Navigate to http://localhost:8000 in your browser. You should see the heading "Audio Transcription". This confirms that our basic application structure is working correctly. This foundation establishes the structure for our audio transcription application.

Adding File Upload Functionality

Now that we have a basic application structure, let's add the ability to upload audio files. We'll use multer, a middleware for handling multipart/form-data in Express applications. Install it if you haven't already and create the uploads directory:

$ npm install multer

Update the src/server/index.js file to import multer at the top and add the configuration after your existing middleware setup:

const filename = url.fileURLToPath(import.meta.url);

const dirname = path.dirname(filename);

const uploadsDir = path.join(dirname, '..', 'uploads');

const distDir = path.join(dirname, '..', '..', 'dist');

// Ensure uploads directory exists

if (!fs.existsSync(uploadsDir)) {

  fs.mkdirSync(uploadsDir, { recursive: true });

}

// Configure multer for file uploads

const storage = multer.diskStorage({

  destination: (req, file, cb) => {

    cb(null, uploadsDir);

  },

  filename: (req, file, cb) => {

    const ext = path.extname(file.originalname) || '.webm';

    const uniqueSuffix = Date.now() + '-' + Math.round(Math.random() * 1E9);

    cb(null, file.fieldname + '-' + uniqueSuffix + ext);

  }

});

const upload = multer({storage, limits: { fileSize: 25 * 1024 * 1024 }});

This configuration creates a storage system that saves files to our uploads directory with unique filenames, restricts uploads to 25MB size limit.
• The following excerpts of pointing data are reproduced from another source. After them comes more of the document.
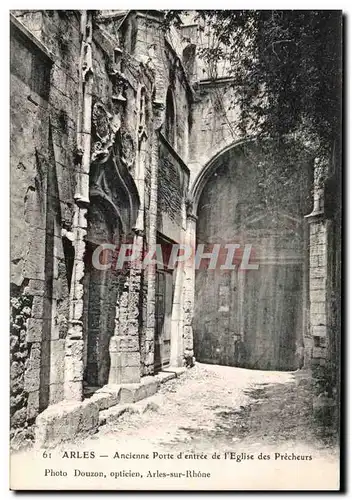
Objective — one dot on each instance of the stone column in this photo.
(124, 345)
(177, 319)
(316, 351)
(74, 345)
(189, 292)
(158, 109)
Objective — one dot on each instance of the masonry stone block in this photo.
(65, 421)
(34, 330)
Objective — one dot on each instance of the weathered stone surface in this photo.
(112, 415)
(64, 421)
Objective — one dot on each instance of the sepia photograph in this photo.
(175, 249)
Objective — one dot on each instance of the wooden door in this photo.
(163, 310)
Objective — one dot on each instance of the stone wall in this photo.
(252, 317)
(43, 90)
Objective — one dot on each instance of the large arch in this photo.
(254, 317)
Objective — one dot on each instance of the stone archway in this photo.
(254, 317)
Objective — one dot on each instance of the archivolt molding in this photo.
(206, 171)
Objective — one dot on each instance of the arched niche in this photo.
(252, 194)
(112, 214)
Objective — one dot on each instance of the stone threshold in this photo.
(64, 421)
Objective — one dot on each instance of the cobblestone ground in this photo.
(179, 439)
(215, 407)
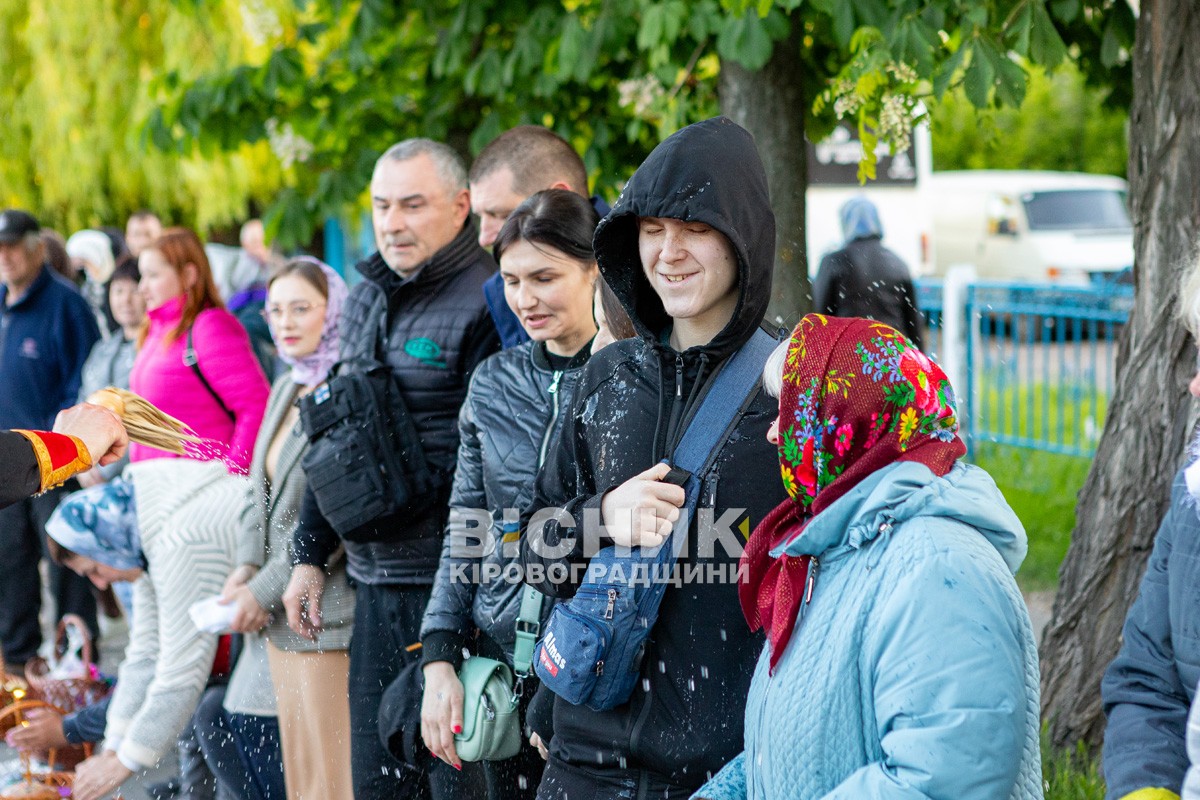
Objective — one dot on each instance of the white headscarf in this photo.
(96, 248)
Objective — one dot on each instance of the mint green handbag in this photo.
(491, 720)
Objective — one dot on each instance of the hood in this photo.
(859, 220)
(909, 491)
(162, 486)
(711, 173)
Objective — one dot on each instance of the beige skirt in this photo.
(315, 722)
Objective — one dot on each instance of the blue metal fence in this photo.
(1039, 360)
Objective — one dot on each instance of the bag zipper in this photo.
(553, 417)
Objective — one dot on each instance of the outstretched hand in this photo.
(101, 431)
(642, 511)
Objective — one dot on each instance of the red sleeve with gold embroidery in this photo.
(59, 456)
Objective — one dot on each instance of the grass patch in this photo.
(1042, 488)
(1069, 775)
(1067, 417)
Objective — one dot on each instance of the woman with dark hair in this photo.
(291, 686)
(509, 421)
(195, 360)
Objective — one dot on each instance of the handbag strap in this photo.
(193, 361)
(528, 630)
(731, 390)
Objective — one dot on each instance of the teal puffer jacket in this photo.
(913, 672)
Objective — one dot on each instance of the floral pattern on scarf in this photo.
(857, 396)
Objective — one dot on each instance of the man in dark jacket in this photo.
(46, 332)
(864, 278)
(424, 288)
(514, 166)
(689, 250)
(35, 461)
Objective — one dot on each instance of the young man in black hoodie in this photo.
(689, 250)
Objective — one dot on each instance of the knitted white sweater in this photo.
(189, 519)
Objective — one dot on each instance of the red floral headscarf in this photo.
(857, 396)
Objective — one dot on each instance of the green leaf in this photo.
(651, 30)
(570, 47)
(1011, 82)
(1066, 10)
(843, 22)
(947, 72)
(285, 68)
(1047, 47)
(1110, 44)
(745, 40)
(979, 76)
(1019, 26)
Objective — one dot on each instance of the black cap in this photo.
(16, 224)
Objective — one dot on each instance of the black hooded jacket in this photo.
(685, 717)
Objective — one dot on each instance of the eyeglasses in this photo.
(297, 311)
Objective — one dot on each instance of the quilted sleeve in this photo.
(951, 654)
(727, 785)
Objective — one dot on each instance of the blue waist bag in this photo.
(594, 643)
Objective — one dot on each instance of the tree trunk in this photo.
(771, 104)
(1145, 435)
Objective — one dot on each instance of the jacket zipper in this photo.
(810, 582)
(553, 417)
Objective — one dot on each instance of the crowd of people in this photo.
(552, 461)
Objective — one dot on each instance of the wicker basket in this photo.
(12, 690)
(67, 693)
(53, 781)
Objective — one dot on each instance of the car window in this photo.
(1077, 210)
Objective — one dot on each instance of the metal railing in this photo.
(1039, 360)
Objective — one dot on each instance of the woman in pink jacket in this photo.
(195, 360)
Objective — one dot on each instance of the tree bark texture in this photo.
(771, 104)
(1146, 432)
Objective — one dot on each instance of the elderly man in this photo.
(142, 228)
(423, 296)
(46, 332)
(515, 164)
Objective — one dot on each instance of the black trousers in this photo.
(562, 781)
(387, 620)
(23, 546)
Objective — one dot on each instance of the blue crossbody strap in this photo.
(739, 374)
(730, 390)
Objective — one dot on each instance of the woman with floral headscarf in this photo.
(299, 680)
(899, 661)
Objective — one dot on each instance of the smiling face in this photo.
(693, 269)
(160, 281)
(101, 575)
(127, 304)
(551, 294)
(295, 310)
(141, 232)
(18, 266)
(414, 212)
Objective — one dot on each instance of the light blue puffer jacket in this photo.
(913, 672)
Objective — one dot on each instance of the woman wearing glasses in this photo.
(305, 689)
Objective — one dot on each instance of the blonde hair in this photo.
(1189, 296)
(773, 371)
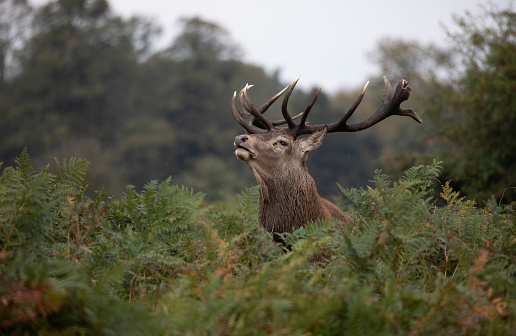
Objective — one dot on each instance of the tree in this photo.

The upload object we've created will be used as middleware in our API endpoint for handling file uploads, which we'll implement next.

Implementing File Upload and Transcription

With the application foundation in place, we'll now implement the core functionality: handling audio file uploads and integrating with OpenAI's Whisper API for transcription. First, install the necessary packages for file handling and OpenAI integration:

npm install multer openai

[Multer] is a Node.js middleware specifically designed for handling multipart/form-data, which is the encoding type used when uploading files through HTML forms. The openai package provides the official JavaScript client for interacting with OpenAI's APIs, including the Whisper transcription service.

Update your src/server/index.js file to import the required modules and configure the file upload system:

import fs from "fs";

// Set up directory paths

const filename = url.fileURLToPath(import.meta.url);

const dirname = path.dirname(filename);

const uploadsDir = path.join(dirname, '..', 'uploads');

// After middleware setup...

app.post('/api/transcribe', upload.single('audio'), async (request, response) => {

  if (!request.file) {

    return response.status(400).json({ success: false, error: 'No audio file uploaded' });

  }

  

  const filePath = request.file.path;

  

  console.log(`Transcribing file: ${filePath} (${request.file.size} bytes)`);

  

  try {

    // ...

    response.json({success: true, transcription: "to be implemented"});

  } catch (error) {

    console.error('Transcription error:', error);

    response.status(500).json({success: false, error: error.message});

  } finally {

    fs.unlinkSync(filePath);

  }

});

This endpoint uses upload.single('audio') middleware from multer, which expects a form field named 'audio' containing a single file. When a file is uploaded, multer processes it according to our configuration, saves it to the uploads directory, and makes the file data available via request.file. The endpoint validates the upload, logs the file path, and removes the file to avoid accumulating temporary files.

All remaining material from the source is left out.